Seven Indian student teams, including high school enthusiasts, gear up for NASA's Human Exploration Rover Challenge 2024 (photo: IANS)
Seven Indian student teams, including high school enthusiasts, gear up for NASA's Human Exploration Rover Challenge 2024 (photo: IANS)


Seven Indian student teams including three high school groups will participate in the prestigious NASA Human Exploration Rover Challenge (HERC) 2024 in the US.

The teams are from the Birla Institute of Technology and Science-Pilani, Goa Campus; Candor International School, Bengaluru; Kanakia International School, Mumbai; KIET Group of Institutions, Delhi-NCR; Punjab Engineering College, Chandigarh; Vellore Institute of Technology, Chennai; and Young Mind Research and Development, Faridabad.

These are among 72 others from 13 nations around the world that will compete in the engineering design challenge to build human-powered rovers.

The HERC, celebrating its 30th anniversary in 2024, tasks the students to design, build, and test lightweight, human-powered rovers on an obstacle course simulating lunar and Martian terrain, all while completing mission-focused science tasks.

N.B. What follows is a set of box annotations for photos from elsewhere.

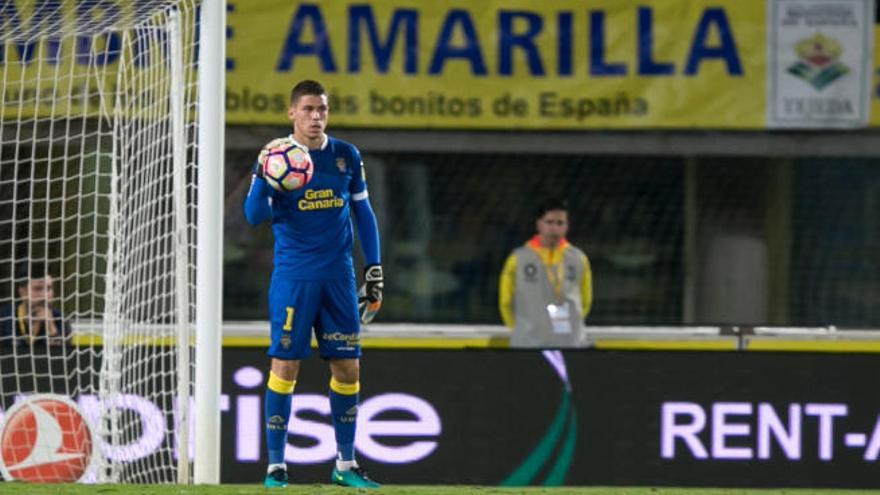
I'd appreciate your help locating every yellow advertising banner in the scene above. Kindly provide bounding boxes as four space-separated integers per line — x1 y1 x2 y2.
869 26 880 127
226 0 766 129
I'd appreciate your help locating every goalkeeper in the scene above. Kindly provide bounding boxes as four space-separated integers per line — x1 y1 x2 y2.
244 80 383 488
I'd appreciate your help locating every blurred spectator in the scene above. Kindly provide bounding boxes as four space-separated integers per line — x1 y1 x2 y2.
0 262 70 348
498 199 593 348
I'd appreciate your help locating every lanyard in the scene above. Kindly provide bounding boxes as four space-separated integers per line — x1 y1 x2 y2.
544 248 562 301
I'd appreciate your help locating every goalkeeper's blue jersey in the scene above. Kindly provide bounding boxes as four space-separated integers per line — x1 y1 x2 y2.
266 135 367 280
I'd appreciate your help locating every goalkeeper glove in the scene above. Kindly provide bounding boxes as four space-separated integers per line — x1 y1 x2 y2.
358 265 385 325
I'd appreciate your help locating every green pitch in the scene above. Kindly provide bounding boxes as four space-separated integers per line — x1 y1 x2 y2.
0 483 880 495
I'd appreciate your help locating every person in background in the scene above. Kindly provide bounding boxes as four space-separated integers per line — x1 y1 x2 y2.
0 262 71 348
498 198 593 348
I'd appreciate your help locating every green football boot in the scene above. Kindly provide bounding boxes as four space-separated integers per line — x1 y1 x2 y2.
330 467 379 488
263 468 287 488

"Throughout this authentic learning challenge, NASA encourages students to improve their understanding of collaboration, inquiry, and problem-solving strategies," said Vemitra Alexander, rover challenge activity lead, Office of STEM Engagement at NASA Marshall.

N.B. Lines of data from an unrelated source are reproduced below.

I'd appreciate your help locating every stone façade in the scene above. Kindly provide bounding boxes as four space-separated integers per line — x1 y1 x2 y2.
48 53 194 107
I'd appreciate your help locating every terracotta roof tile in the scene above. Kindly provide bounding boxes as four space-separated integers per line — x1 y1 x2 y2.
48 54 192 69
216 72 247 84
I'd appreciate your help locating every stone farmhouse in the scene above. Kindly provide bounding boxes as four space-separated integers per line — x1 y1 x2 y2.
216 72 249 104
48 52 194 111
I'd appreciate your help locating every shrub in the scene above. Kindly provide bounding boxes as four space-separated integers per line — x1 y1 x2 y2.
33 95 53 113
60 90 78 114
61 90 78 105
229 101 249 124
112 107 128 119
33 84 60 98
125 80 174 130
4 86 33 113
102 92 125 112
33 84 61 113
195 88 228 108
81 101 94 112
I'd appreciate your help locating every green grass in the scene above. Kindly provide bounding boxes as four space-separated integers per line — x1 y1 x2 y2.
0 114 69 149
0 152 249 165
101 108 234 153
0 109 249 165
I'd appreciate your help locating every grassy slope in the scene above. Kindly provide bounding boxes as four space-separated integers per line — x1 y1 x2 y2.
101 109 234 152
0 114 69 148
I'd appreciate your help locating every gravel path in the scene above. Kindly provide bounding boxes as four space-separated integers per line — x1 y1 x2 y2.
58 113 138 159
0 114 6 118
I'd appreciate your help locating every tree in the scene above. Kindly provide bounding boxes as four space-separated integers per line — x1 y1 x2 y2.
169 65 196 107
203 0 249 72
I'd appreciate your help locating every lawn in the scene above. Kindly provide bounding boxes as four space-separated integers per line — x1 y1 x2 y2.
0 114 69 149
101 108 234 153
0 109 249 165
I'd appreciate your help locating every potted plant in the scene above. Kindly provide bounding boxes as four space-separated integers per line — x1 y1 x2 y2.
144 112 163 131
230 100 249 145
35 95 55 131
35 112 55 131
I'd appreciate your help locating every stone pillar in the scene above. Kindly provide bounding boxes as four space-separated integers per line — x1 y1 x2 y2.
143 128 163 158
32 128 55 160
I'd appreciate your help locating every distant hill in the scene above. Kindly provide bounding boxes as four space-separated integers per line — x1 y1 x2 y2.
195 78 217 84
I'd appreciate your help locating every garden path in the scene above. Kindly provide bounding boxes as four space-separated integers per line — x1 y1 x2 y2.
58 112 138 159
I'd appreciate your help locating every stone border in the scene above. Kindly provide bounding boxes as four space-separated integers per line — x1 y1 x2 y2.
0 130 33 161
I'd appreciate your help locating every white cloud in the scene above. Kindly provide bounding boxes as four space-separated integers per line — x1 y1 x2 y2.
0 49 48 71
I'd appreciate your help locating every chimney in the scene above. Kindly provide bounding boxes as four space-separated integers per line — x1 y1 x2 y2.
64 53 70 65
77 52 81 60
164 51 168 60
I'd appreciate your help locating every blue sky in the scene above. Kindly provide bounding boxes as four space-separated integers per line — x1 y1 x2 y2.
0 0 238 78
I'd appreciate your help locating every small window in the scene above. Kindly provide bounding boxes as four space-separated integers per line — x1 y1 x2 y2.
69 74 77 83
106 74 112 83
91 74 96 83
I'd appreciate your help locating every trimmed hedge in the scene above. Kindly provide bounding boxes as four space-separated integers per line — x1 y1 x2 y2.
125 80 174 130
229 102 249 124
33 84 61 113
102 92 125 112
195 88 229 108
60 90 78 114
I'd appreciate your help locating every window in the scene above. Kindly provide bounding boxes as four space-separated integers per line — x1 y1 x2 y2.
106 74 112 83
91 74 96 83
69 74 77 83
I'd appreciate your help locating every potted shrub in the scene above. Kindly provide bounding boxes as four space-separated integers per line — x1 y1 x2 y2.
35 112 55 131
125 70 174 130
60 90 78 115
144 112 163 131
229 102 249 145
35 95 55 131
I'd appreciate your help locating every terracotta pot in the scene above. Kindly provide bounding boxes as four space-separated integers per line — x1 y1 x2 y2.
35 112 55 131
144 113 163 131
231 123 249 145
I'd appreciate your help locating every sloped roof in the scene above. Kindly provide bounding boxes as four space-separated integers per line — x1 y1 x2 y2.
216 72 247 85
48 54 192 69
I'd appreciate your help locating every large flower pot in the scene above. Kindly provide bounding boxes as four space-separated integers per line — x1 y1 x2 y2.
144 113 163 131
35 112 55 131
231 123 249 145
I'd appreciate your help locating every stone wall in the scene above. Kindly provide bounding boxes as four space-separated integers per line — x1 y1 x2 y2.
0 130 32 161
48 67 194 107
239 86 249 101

"Improving these critical real-world skills will benefit our students throughout their academic and professional careers," Alexander added.

In the HERC 2023, 11 student teams represented India at the international competition. Of the new teams from India, VIT Chennai, BITS Pilani, Rajasthan and Amity Noida, KIET Group of Institutions, featured in the 2023 challenge as well.

Throughout the nine-month challenge, students will complete design and safety reviews to mirror the process used by NASA engineers and scientists. The agency also incorporates vehicle weight and size requirements encouraging students to consider lightweight construction materials and stowage efficiency to replicate similar payload restrictions of NASA launch operations.

Teams earn points throughout the year by successfully completing design reviews and fabricating a rover capable of meeting all criteria while completing course obstacles and mission tasks. The teams with the highest number of points accumulated throughout the project year will win their respective divisions.

The challenge will conclude with an event on 19 and 20 April , 2024, at the US Rocket and Space Center in Alabama. The competition is one of nine Artemis Student Challenges and reflects the goals of NASA’s Artemis programme, which includes landing the first woman and first person of colour on the Moon.